Monday, July 11, 2016

objectively speaking?

An interesting blog post asks the question, "what if teachers refrained from laying out what the objective of a lesson might be? It has become a commonly held belief that teachers should clearly state their objectives regarding each lesson so that students would be better able to comply with what is expected of them. If the purpose of student participation in education is to get good grades, then knowing what the teacher expects sounds like a no-brainer, right?  To make this work, teacher objectives are often written on the board for each lesson, but the blog post asks whether it might be better to simply leave the students in the dark. The post lays out three reasons why declining to state teachers objectives at the start of the lesson might be a good idea.
  • The first is that laying out lesson objectives describes at the outset the teacher being in control of the outcome of each lesson.
  • Secondly, communicating objectives robs the lesson of the sense of discovery that comes as students progress through learning. It's like telling the end of the story before turning the first page of the book. If the student is informed of what the outcome must be, is there really any reason to pay further attention?
  • And third, laying out the objectives of the lesson in advance, keeps students from exploring tangential learning opportunities.  For instance, "If this, then what about that?" "Sorry, this lesson is not intended to go in that direction."
I add a fourth point. If you pay attention to the first principle of Educational Sloyd, that of starting with the interests of the child, you begin to understand that children actually  have learning objectives of their own, that are too often squelched within the traditional school environment. Do teachers ever imagine that students would have learning objectives of their very own? Are they given that much credit?

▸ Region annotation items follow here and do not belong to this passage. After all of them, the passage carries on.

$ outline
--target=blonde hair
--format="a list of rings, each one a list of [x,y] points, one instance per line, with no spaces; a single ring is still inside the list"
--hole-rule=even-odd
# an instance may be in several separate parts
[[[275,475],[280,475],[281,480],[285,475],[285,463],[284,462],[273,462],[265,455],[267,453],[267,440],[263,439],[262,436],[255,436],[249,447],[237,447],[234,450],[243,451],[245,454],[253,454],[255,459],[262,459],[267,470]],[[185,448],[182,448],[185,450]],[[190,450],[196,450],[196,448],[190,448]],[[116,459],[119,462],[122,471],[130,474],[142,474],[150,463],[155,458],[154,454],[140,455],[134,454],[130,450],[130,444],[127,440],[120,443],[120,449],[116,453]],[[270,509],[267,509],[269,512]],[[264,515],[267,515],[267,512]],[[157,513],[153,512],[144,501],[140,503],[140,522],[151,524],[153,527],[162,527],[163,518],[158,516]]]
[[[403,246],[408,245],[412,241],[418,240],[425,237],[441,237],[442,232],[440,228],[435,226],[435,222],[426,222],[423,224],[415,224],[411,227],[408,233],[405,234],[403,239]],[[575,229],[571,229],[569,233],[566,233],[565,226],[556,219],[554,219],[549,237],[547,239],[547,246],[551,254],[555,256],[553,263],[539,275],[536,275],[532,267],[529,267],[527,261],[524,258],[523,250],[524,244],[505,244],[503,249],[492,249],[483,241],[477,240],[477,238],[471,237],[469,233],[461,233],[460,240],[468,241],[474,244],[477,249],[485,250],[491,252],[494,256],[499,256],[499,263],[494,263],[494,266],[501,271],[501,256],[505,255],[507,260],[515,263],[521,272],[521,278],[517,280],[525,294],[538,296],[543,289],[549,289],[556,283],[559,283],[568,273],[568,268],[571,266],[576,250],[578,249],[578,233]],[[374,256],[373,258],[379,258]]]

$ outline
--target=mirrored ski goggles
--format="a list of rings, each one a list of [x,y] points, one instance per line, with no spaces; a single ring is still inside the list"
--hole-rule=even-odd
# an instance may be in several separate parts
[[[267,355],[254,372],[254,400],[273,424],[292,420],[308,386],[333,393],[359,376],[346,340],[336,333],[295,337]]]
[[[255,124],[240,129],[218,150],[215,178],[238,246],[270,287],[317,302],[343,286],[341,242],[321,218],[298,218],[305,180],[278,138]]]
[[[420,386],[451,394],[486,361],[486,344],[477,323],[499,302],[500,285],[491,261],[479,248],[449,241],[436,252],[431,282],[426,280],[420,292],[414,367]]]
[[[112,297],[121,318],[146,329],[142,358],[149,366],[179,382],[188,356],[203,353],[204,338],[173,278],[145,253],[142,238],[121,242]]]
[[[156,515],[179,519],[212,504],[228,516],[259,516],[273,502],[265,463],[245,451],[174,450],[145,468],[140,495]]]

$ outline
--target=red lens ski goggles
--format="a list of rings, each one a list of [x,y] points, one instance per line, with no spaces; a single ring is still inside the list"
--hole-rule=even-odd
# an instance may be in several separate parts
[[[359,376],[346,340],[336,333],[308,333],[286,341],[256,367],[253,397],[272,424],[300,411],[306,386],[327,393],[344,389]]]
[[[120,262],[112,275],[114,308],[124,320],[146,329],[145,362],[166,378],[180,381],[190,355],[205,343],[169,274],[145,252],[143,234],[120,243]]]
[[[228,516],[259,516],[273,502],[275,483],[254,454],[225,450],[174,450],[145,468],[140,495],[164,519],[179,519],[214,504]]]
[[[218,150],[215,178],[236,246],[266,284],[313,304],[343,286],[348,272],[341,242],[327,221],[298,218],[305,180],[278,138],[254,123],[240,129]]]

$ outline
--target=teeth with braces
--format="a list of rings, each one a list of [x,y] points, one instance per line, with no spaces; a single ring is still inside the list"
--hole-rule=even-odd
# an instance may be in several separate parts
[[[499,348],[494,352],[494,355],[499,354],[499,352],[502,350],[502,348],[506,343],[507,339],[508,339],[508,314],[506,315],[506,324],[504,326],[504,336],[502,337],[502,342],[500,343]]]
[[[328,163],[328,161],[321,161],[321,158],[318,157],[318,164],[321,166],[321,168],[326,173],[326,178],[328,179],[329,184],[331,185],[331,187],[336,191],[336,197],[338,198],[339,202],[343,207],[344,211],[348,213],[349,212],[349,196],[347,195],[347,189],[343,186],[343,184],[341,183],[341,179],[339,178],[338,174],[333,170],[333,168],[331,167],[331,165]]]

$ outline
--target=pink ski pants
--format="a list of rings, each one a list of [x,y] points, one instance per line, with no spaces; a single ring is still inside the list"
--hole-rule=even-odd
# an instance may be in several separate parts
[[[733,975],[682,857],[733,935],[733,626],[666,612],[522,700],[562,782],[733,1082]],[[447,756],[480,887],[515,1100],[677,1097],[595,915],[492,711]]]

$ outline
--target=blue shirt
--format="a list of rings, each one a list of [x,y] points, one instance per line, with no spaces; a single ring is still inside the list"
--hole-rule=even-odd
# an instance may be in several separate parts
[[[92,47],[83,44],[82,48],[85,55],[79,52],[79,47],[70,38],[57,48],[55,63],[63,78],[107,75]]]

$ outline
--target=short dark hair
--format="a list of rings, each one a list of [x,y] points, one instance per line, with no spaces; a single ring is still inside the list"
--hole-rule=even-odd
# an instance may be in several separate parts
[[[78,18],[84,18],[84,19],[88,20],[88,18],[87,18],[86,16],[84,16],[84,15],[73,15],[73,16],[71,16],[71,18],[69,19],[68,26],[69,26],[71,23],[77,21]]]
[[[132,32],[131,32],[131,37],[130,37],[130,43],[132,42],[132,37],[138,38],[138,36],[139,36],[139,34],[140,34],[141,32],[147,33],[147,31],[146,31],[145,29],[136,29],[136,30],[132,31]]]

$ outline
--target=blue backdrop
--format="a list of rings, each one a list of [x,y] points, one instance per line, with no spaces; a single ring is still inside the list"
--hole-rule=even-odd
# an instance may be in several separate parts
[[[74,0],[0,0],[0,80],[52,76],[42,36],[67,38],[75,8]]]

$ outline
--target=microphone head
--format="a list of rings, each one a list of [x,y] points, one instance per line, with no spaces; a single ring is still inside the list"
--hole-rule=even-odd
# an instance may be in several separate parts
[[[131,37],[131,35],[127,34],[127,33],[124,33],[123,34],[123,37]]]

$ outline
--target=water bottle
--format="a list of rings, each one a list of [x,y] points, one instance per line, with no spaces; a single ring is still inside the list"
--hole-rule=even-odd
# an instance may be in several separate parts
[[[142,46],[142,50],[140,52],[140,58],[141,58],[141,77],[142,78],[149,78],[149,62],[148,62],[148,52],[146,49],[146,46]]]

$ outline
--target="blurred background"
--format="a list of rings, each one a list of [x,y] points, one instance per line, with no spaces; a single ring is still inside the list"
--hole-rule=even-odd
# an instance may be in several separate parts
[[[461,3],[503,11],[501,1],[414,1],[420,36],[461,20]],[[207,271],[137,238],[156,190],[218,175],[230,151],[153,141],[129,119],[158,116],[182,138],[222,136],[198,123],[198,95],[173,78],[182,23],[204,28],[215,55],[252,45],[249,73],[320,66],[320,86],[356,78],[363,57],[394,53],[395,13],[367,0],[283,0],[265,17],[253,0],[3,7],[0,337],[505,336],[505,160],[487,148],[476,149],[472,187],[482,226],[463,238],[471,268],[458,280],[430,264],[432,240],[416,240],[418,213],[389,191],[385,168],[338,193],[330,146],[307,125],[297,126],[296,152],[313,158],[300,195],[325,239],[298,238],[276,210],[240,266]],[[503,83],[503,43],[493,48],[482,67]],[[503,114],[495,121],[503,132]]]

Can you imagine a school in which students are as interested and engaged as we would hope they might be, but in which they were expected to sublimate their own learning objectives to those their teachers dutifully write on the board each day, and without listening to what student interests might be? Good luck with that one.

Quite sadly and in many cases, student interests are squelched and marginalized. I am reminded of one of my former students who had bounced like a basketball between Clear Spring School and the local public school. He told me, "I hate learning." What I knew to be true was that he had learned to hate being taught. Outside of school, he loved learning to cook, and was busy in after school hours producing claymation video. The problem that kept my student bouncing back and forth between schools was not in the student, but in the institutions that made little allowance for the fact that the student would naturally have learning objectives of his own that could be nourished and brought forth.

Yesterday in the wood shop, I cut fret slots in a fret board, and  inlaid small maple dots where normally required between certain frets. I am almost done with yet another box guitar. Today I will continue working in fulfillment of my own objectives.

Make, fix, create, and extend to others the likelihood of learning likewise.